2016 has been a year where I have started dipping my foot into more web stuff again. I’ve been setting up and managing WordPress sites for a few non-profits as part of pro-bono projects. I’ve tested out various plugins across the year and these are some of my favorites.

Top Bar

A simple free plugin by WP Darko that does exactly what is says: it puts a bar at the top of your website with a call to action and a button link. The bar can be different colors, sticky or not, and the option to have or not have a button. There is also a pro version available with more options like delayed load, exit button, more colors and font size options, and user visibility choices.

Contact Form by WPForms

Adding a contact form should be easy without clashing with your other plugins. WPForms does that with both lite and pro versions that get the job done with drag and drop functionality and responsive layouts. The premium version of WPForms with many other features like payment integration, more templates, email subscriptions, and more.

Disqus

I have been a big fan of Disqus for a long time for Tumblr, but I use it on WordPress as well because it’s an easy to manage comment system that also allows for interaction between commenters and convenient login authentication with many different social platforms.

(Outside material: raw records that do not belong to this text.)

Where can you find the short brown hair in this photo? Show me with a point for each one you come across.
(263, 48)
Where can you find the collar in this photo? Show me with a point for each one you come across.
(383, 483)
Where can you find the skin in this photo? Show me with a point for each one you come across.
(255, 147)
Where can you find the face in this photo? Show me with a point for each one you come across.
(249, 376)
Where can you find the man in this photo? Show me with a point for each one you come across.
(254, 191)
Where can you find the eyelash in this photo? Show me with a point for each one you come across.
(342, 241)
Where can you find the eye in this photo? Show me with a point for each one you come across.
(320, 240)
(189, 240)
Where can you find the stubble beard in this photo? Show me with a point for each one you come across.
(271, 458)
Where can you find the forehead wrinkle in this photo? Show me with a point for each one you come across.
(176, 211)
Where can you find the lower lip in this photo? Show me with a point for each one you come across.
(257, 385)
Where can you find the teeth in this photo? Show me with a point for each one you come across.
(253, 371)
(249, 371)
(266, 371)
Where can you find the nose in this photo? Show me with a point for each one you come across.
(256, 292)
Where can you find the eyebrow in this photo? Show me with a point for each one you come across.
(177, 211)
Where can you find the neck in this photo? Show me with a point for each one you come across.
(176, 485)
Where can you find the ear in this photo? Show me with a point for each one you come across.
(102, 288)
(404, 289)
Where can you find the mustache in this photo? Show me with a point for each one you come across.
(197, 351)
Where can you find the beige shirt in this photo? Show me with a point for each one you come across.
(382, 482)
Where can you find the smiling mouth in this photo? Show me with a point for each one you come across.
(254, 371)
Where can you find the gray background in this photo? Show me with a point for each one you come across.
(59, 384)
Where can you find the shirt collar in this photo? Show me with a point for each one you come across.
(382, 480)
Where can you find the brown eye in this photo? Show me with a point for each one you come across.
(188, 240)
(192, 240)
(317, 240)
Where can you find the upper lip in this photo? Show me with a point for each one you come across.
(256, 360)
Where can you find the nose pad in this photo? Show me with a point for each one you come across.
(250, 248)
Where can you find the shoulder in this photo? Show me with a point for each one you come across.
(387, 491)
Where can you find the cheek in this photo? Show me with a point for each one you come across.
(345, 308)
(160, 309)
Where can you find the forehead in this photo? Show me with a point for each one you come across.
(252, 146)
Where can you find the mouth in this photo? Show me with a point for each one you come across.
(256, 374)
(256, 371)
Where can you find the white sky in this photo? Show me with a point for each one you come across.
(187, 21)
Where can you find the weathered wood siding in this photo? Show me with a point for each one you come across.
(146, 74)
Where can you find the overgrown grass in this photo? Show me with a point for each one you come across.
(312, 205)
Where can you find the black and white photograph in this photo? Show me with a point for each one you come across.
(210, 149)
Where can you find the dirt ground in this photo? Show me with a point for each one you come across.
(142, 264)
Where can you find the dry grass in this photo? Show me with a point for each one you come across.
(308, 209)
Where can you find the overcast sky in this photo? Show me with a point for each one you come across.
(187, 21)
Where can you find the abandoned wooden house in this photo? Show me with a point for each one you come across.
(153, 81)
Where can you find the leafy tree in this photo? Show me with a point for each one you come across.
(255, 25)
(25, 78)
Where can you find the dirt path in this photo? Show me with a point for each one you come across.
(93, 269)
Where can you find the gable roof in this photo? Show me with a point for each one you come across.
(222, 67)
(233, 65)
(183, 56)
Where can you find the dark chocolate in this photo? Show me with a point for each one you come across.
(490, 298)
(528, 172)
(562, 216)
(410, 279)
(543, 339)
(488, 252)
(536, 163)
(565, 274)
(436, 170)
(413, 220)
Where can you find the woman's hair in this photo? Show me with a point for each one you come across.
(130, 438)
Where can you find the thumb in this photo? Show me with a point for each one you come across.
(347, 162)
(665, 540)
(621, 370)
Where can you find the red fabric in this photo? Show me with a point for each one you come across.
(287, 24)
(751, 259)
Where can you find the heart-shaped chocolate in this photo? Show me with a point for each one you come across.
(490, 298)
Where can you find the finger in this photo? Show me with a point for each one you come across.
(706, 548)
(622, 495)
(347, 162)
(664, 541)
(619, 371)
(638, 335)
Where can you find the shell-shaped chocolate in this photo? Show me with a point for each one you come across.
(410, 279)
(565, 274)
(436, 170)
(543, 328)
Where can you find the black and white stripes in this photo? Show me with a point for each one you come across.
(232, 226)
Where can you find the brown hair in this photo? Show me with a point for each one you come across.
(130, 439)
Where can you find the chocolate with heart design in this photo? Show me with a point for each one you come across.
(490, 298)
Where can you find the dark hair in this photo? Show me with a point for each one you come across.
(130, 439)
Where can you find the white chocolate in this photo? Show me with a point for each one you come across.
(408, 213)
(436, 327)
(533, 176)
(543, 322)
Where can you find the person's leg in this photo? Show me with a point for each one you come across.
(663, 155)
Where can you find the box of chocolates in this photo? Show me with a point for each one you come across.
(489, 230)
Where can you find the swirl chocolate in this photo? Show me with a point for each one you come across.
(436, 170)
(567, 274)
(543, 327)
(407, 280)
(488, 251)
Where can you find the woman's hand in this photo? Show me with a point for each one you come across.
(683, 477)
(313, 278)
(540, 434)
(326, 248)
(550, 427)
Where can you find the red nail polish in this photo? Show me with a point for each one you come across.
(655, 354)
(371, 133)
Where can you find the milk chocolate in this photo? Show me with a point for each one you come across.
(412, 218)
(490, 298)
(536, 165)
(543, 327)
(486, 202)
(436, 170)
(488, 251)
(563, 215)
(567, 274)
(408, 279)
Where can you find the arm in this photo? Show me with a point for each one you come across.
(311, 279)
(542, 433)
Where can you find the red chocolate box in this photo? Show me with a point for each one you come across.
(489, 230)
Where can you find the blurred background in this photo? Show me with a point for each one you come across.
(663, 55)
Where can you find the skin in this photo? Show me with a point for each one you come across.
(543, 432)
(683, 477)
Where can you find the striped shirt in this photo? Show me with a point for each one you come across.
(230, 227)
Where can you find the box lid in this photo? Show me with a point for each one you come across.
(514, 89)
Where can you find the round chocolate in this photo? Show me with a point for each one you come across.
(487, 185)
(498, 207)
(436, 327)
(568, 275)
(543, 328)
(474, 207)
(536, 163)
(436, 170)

Added bonus, I have yet to see spam accounts offering to sell watches, cheap prescriptions, or SEO.

WP Smush Image Optimizer

I think most people managing their own WordPress site aren’t thinking that much about site load times, but it’s something to think about. Check out how your site fairs on Pingdom or Google’s Page Speed Insights and I think you might be surprised at how your site might be doing. You can read more about various steps to optimize your site by reading this article by Raelene Morey.

WP Smush It is a lite version of WPMU Dev’s Smush Pro plugin. But even though it’s a lite plugin, it still does plenty. It does limit you to batch compress your existing images 50 at a time, but that’s nothing to complain about. However, it will compress all new uploaded images after installation. The lite version also has some extra options, including whether or not to retain EXIF data, specify specific categories of images to compress versus others, and ability to resize original image files. One thing to note: WP Smush It will skip over any images larger than 2.6 MB. This might help anyone who forgets about resizing images before uploading (I’m guilty of this way too often) to become more mindful of their media upload sizes.

Anti-Malware Security and Brute-Force Firewall

I have SiteLock as part of my hosting plan and so after a couple months of malicious attacks to my sites, I decided it was time to get a better handle on things. I like this plugin by Eli Scheetz because it’s free (but be nice and make a donation!), gets regular definition updates, has great support and reviews, and it doesn’t just identify malicious items. It will identify plugins that are vulnerable and locations to look for corrupted files if the scan doesn’t come up with anything.

If you’re interested in learning more about how to protect your WordPress site, you can read this article from Optimize Smart that is a good walkthrough on how sites can be attacked, what to look out for, and some common sense points like keeping your own computer clean.